This 12th century monastery is in southern Germany. It was built by the Cistercian Order of monks. The Maulbronn Monastery complex is the setting for Beneath the Wheel, an autobiographical novel by Hermann Hesse.
The chapel at the centre of the monastery took over 30 years to build. The chapel is divided inside into two sections, the front part and the back. The front part is a place of prayer for monks engaged in hard labour. The back part beyond the wall has an altar for the priests.
Under strict discipline, summer masses used to start from two oclock in the morning. The monastery, after 400 years of its history, was closed in the 16th century following the German Reformation. It was later converted into a Protestant seminary. Hermann Hesse, who went on to become a leading German writer, entered the seminary in 1890.
He was expelled from school after just a few months despite the high hopes of his missionary father. Hesse, as a young man, dreamt of being a poet and did not fit into a world bound by the schools strict rules and harsh discipline. He drew this picture a sign that he was in rebellion.

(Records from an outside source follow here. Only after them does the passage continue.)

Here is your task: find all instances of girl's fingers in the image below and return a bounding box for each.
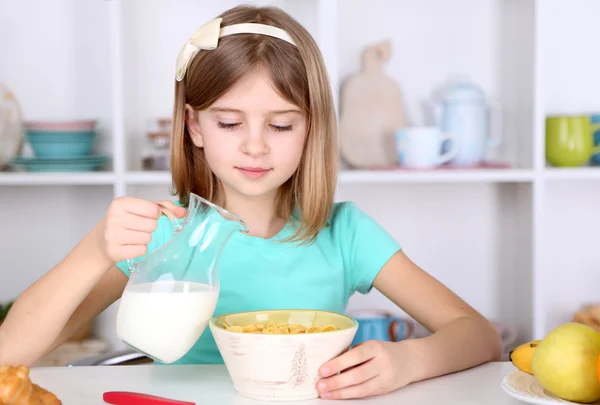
[317,359,379,394]
[115,230,153,246]
[119,245,148,261]
[120,197,162,219]
[320,341,380,377]
[157,200,187,219]
[123,215,159,233]
[320,375,385,400]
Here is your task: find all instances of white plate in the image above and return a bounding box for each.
[501,369,600,404]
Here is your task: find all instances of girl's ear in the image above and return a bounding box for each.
[185,104,203,147]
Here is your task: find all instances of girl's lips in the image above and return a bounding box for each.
[236,167,271,179]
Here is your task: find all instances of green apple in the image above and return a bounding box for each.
[532,322,600,403]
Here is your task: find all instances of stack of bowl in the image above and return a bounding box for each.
[11,120,109,172]
[26,120,96,156]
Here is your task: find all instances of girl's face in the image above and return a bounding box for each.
[186,68,308,201]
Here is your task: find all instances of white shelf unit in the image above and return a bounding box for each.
[123,169,536,186]
[1,0,600,350]
[0,172,115,186]
[543,167,600,181]
[8,167,600,186]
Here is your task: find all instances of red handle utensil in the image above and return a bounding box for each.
[103,391,195,405]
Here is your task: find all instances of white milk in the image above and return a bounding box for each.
[116,281,218,364]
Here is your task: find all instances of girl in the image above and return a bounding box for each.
[0,5,501,400]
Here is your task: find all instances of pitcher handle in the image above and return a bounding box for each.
[156,202,184,233]
[126,203,184,273]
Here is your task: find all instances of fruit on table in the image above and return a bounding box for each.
[598,354,600,384]
[532,322,600,403]
[509,340,541,375]
[573,305,600,333]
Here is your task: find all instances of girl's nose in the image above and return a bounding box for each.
[241,129,269,157]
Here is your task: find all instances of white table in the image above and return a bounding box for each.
[30,362,524,404]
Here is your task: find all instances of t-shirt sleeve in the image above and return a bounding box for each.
[115,215,175,277]
[336,202,402,295]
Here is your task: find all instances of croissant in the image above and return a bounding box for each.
[573,305,600,333]
[0,365,61,405]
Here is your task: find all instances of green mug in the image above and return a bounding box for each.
[546,116,600,167]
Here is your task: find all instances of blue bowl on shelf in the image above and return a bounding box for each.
[11,155,110,172]
[25,130,96,157]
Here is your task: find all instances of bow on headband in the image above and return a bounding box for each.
[175,17,296,82]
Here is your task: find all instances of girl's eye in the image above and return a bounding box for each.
[218,122,240,130]
[271,125,292,132]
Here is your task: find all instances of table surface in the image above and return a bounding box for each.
[28,361,528,404]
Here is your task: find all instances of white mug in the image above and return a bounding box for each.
[395,126,458,169]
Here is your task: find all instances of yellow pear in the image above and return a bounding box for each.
[532,322,600,403]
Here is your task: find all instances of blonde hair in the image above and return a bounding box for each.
[170,5,338,244]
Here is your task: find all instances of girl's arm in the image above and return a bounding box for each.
[317,250,502,399]
[0,197,182,367]
[373,250,503,381]
[0,227,127,367]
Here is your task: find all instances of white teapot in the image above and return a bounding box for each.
[429,77,502,166]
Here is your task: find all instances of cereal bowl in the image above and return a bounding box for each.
[209,309,358,401]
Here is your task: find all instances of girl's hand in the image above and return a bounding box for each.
[316,340,420,400]
[97,197,186,264]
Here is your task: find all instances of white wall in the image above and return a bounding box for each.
[0,0,113,299]
[542,182,600,330]
[336,0,535,169]
[0,186,113,299]
[540,0,600,116]
[535,0,600,336]
[1,0,599,355]
[0,0,532,352]
[0,0,113,155]
[126,181,532,342]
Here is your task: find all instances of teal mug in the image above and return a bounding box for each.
[349,310,414,346]
[591,114,600,165]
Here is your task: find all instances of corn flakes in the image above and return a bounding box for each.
[222,321,338,334]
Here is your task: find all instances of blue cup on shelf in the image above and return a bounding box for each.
[591,114,600,165]
[349,310,414,346]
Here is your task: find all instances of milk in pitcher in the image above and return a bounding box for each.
[116,280,218,364]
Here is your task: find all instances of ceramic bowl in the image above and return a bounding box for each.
[26,130,95,157]
[24,120,96,132]
[209,309,358,402]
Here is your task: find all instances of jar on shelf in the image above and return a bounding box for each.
[157,118,172,133]
[141,130,170,171]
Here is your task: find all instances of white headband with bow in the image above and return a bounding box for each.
[175,17,296,82]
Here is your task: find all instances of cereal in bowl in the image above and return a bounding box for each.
[222,321,338,334]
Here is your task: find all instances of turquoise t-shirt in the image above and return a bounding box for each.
[115,201,401,364]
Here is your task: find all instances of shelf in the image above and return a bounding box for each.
[543,167,600,180]
[2,0,597,346]
[339,169,535,184]
[0,172,116,186]
[0,169,539,186]
[126,171,172,185]
[124,169,535,186]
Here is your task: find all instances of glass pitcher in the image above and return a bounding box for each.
[116,193,247,364]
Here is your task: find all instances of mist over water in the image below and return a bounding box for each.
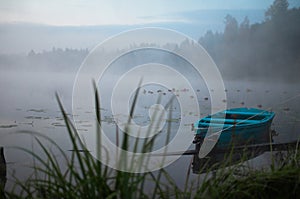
[0,66,299,190]
[0,1,300,193]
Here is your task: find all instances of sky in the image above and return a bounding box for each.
[0,0,299,26]
[0,0,299,54]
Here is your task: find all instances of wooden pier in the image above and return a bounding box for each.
[192,140,300,174]
[0,147,7,198]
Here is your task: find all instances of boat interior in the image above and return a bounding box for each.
[198,109,273,127]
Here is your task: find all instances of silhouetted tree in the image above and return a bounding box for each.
[224,14,238,43]
[198,0,300,81]
[265,0,289,20]
[239,16,250,38]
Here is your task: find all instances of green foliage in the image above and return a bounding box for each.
[194,151,300,199]
[3,84,185,199]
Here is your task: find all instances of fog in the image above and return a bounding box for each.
[0,0,300,192]
[0,9,265,54]
[199,4,300,82]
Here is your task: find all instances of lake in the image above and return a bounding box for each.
[0,69,299,192]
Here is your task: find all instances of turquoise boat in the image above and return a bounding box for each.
[193,107,275,149]
[191,107,275,173]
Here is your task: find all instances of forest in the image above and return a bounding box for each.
[0,48,88,72]
[199,0,300,82]
[0,0,299,82]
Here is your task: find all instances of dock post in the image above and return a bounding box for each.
[0,147,7,198]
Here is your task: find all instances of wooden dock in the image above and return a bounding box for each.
[192,140,300,174]
[0,146,7,198]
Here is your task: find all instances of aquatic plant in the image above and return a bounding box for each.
[3,82,300,198]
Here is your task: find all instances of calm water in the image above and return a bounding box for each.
[0,70,300,191]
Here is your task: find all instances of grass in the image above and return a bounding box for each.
[4,81,182,199]
[193,145,300,199]
[194,152,300,198]
[3,83,300,198]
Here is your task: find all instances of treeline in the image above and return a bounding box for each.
[0,48,89,72]
[199,0,300,82]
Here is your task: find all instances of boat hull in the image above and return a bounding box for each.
[192,107,275,173]
[193,107,275,149]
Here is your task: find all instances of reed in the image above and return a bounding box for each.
[3,83,300,198]
[4,83,182,198]
[194,145,300,199]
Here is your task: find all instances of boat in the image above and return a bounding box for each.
[191,107,275,173]
[193,107,275,149]
[153,107,297,174]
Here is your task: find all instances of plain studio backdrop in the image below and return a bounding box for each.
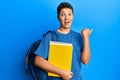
[0,0,120,80]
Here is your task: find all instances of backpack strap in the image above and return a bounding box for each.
[51,31,59,41]
[44,30,59,41]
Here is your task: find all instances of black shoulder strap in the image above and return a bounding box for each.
[51,31,59,41]
[44,30,59,41]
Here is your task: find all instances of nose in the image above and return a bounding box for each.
[65,15,69,20]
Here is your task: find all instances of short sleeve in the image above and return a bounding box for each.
[34,33,52,59]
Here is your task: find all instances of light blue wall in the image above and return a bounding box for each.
[0,0,120,80]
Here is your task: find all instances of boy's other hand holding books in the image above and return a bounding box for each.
[60,70,73,80]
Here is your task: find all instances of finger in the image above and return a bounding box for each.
[70,72,73,76]
[90,29,93,33]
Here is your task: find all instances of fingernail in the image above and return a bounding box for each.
[91,29,93,32]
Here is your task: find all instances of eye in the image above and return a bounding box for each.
[60,14,65,16]
[68,13,72,16]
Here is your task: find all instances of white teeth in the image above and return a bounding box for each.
[65,21,70,23]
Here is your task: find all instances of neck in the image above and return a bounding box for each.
[57,27,70,34]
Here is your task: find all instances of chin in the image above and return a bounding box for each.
[61,24,71,29]
[66,25,71,29]
[64,26,71,29]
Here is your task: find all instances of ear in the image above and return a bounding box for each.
[57,16,60,21]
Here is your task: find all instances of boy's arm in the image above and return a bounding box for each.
[80,28,92,64]
[34,55,73,80]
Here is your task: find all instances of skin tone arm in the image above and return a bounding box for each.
[34,56,73,80]
[80,28,93,64]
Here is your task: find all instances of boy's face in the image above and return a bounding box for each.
[58,8,73,29]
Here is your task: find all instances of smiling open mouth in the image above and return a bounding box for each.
[65,21,70,24]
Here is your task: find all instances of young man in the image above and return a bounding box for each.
[34,2,92,80]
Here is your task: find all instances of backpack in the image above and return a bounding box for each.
[26,31,58,80]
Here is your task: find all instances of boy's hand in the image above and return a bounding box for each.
[81,28,93,38]
[60,70,73,80]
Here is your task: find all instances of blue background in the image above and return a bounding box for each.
[0,0,120,80]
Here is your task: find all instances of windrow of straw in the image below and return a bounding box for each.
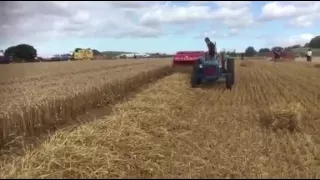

There is a collection of teacher portraits. In this one, a teacher is pointing a knife at a student. In Beneath the Wheel, Hesse wonders why he has to spend his time studying until midnight, and why they took his rabbit away from him. Later in his life though he recalled the days spent at the seminary with nostalgia. A carefully preserved cloister, he wrote, is a beautiful monument itself, but the chapel with an exquisite fountain attached to it is a wonderful masterpiece. It is said that the praying monks walking through the cloister used to stop here and clean themselves in this fountain. This chapel is known as the Fountain Chapel. The schooling here today values freedom and individuality, quite different from Hesses time. In Hesses novel, the schoolmaster says to the main character: Dont exhaust yourself or you will find yourself beneath the wheel.